Multiversity was announced in 2009, originally scheduled to debut before DC’s continuity-wiping reboot in 2011. As Morrison worked on the scripts, though, the project expanded beyond a travelogue of the 52 different universes that currently exist within DC’s superhero line. Even if he knew he couldn’t include every universe at length in the series, he had to know what set each one apart and how they related to one another. The Scottish scribe created a map of the multiverse, which was released to convention visitors at last month’s San Diego Comic-Con. Morrison also wrote a detailed concordance that keeps track of the signifying nature and major characters of each universe. Excerpts will be published in each issue of Multiversity, providing DC readers with reference material for these new pocket cosmos.
“Initially it was just going to be a bunch of comics, each set in a different parallel universe. All came with different types of storytelling, just like as a kind of exercise,” Morrison says. “But then I decided I had to tie them together somehow. I wanted the series to work as a whole, as well as parts. Once I started working on the bookends, it determined how big of a story [it’d be], and that’s when I needed maps and I needed the concordance. I needed to know where everybody lived and where everyone came from. I was creating the framing device when this thing got really big for me.”

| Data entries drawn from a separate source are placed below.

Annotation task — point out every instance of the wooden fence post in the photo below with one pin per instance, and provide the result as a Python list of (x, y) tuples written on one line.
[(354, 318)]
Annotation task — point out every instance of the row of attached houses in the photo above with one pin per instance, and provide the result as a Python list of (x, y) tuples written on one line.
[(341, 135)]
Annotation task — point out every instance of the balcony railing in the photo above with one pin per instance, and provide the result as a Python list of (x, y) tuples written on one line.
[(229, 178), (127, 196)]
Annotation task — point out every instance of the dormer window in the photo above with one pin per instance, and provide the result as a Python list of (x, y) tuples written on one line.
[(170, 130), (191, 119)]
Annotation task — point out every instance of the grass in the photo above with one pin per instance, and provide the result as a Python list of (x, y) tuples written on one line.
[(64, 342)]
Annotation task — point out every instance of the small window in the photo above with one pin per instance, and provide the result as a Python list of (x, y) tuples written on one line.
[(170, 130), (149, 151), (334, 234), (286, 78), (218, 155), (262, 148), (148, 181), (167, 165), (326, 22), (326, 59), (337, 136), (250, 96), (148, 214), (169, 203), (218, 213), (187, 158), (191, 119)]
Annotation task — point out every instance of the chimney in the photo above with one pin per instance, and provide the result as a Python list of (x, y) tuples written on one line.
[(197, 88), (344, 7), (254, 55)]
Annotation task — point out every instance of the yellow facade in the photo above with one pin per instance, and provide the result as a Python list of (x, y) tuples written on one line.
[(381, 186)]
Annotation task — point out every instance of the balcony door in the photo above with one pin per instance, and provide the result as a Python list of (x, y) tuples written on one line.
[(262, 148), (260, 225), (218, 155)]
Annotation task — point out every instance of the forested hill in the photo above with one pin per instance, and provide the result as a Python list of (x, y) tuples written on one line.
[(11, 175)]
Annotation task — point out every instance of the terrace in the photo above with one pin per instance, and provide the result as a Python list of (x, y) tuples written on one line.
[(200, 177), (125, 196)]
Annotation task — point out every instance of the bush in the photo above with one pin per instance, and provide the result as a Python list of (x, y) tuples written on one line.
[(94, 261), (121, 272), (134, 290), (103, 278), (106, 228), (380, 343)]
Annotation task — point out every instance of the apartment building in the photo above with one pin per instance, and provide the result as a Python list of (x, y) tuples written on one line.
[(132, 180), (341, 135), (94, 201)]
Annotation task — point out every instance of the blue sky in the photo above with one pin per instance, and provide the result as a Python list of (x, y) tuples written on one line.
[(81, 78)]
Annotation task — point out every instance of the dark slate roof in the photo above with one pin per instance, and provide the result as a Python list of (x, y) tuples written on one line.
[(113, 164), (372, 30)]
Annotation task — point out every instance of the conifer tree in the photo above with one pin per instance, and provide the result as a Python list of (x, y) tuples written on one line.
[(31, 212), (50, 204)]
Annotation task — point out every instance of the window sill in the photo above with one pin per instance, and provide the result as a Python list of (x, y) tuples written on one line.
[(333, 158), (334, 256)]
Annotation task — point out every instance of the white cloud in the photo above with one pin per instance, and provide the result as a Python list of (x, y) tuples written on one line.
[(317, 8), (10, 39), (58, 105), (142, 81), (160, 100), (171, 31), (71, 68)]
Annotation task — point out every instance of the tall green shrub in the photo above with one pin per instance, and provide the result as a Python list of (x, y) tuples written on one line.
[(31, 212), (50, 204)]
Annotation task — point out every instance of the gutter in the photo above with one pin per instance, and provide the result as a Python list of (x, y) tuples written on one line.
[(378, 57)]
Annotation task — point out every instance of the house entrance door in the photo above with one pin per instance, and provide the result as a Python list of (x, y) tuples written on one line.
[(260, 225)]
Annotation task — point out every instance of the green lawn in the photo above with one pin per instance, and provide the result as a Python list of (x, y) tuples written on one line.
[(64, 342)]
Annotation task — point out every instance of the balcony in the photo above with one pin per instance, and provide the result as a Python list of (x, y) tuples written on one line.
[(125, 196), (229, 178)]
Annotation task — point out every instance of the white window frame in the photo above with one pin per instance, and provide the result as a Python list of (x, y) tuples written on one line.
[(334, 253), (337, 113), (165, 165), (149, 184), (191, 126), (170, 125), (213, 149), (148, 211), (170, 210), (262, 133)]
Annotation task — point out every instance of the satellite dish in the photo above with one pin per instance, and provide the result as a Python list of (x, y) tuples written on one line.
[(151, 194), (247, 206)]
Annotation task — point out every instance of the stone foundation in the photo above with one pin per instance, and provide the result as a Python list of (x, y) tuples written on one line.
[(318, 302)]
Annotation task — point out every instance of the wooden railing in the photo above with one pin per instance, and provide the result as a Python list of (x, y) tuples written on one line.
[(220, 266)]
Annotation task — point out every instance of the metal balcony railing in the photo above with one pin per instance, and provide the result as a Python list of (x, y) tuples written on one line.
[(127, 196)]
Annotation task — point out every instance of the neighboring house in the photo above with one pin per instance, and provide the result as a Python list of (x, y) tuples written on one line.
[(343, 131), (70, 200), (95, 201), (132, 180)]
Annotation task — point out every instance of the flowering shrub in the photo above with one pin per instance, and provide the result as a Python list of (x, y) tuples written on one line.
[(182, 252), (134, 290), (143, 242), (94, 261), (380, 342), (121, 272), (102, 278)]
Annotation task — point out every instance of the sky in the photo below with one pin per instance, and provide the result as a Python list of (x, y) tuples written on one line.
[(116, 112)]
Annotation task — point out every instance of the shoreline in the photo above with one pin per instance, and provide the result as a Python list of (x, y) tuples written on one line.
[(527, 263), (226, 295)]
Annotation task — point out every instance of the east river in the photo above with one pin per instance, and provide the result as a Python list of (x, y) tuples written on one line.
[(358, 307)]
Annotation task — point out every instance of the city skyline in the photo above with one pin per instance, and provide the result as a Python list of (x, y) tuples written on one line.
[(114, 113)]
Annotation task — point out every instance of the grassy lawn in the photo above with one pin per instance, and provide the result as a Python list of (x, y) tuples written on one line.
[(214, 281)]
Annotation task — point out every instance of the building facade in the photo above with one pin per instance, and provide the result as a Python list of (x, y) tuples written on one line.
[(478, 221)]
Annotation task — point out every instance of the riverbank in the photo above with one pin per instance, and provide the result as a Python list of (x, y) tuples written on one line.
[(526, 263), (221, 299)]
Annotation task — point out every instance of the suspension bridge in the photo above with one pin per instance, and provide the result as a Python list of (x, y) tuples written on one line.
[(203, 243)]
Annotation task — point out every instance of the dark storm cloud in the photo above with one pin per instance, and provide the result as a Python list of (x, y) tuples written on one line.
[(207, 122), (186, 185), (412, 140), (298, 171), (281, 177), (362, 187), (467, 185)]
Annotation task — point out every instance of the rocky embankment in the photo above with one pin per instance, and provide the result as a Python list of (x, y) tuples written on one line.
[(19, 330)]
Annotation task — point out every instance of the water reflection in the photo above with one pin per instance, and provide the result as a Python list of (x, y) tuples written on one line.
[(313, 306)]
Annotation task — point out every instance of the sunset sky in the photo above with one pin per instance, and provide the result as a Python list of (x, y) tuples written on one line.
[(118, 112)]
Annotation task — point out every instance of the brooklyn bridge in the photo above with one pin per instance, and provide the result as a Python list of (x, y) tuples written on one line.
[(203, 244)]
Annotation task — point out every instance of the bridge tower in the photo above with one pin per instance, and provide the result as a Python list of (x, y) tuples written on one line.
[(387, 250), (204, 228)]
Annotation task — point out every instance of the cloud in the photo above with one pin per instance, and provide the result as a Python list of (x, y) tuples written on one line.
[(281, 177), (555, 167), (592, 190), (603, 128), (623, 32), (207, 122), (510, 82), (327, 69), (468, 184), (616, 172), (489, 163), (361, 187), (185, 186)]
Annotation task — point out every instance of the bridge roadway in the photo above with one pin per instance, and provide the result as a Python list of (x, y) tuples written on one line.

Morrison wasn’t building these universes simply for the story told in Multiversity, though. Ideally, these ideas will inspire DC stories for years to come. “We tried to make all of them interesting,” he says, noting that “the steampunk cowboy world or the Nazi world of Earth-10 have really great potential for a long-running series. Everything that we did, we tried to make sure that it would all work, but those two I’d certianly like to see somebody try. And even the pulp stuff or the universe with the bored children of superheroes would make a great series as well.”